I'm not as fussy to demand exact mass / rotation period etc etc.

Just 8 (10) planets, the first one hot HMC? Second one however they claimed Venus is( technically Venus can be terraformed and easier than mars), ELW/WW with or without a moon( because stellar forge hates moons :p) .... The Mars planet should probably be rocky ice, although terraformable HMC would work too.

Since Neptune is an ice giant, does that translate to elite as an icy body or a gas giant?
 
Since Neptune is an ice giant, does that translate to elite as an icy body or a gas giant?

Unfortunately I don't think ED takes into account the ice giants. It probably treats them as gas giants, but the ice giants sit outside of the Sudarsky classification system. They have a lot of "supercritical fluid", and aren't really the same thing as a gas giant, but they're not terrestrial worlds either. The StellarForge seems to have a bit of a gap here.
 
Unfortunately I don't think ED takes into account the ice giants. It probably treats them as gas giants, but the ice giants sit outside of the Sudarsky classification system. They have a lot of "supercritical fluid", and aren't really the same thing as a gas giant, but they're not terrestrial worlds either. The StellarForge seems to have a bit of a gap here.

They have Neptune as a class 1 gas giant, so I guess ice giants get lumped there lol
 
Since Neptune is an ice giant, does that translate to elite as an icy body or a gas giant?

ED doesn't have a separate classification for "ice giant"; Up until the 1990s, Neptune and Uranus were traditionally classified as "small gas giants", which is how they are classified in-game.

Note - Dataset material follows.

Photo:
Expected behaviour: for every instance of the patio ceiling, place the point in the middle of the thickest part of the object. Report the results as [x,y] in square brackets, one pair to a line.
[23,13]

However, it seems to me that there should be very little practical difference between a "gas giant" and a "large ice world with a super-thick atmosphere", yet the Stellar Forge considers them separate planet classes an generates them via different mechanisms. Some extreme "ice worlds" in ED have atmospheric pressures in the millions of atms; such a world "should" look just like a gas giant (by comparison, the "atmospheric pressure" at Jupiter's core is about 100 million atmospheres). At the top of Neptune's mantle - the closest thing it has to a "surface" - the pressure is about 100,000 atmospheres, whereas Neptune's core is at about 7 million atms.

So, in our hunt for a Sol-match, either a small gas giant or a large-ish ice world with super-thick atmosphere should suffice. However, if the physical appearance of the planets on the system map is important, then pseudo-Neptune at least should be a blue gas giant. It should perhaps be pointed out that you won't get an exact gas giant match for Uranus; the artichoke-coloured planet in ED is hand-edited to match the greenish colour the planet has IRL, but the Stellar Forge has never been observed to create a gas giant with this colour combination. You might have better luck getting a colour match with an ice world, though the Stellar Forge rarely swaps back and forth between ice worlds and gas giants like that.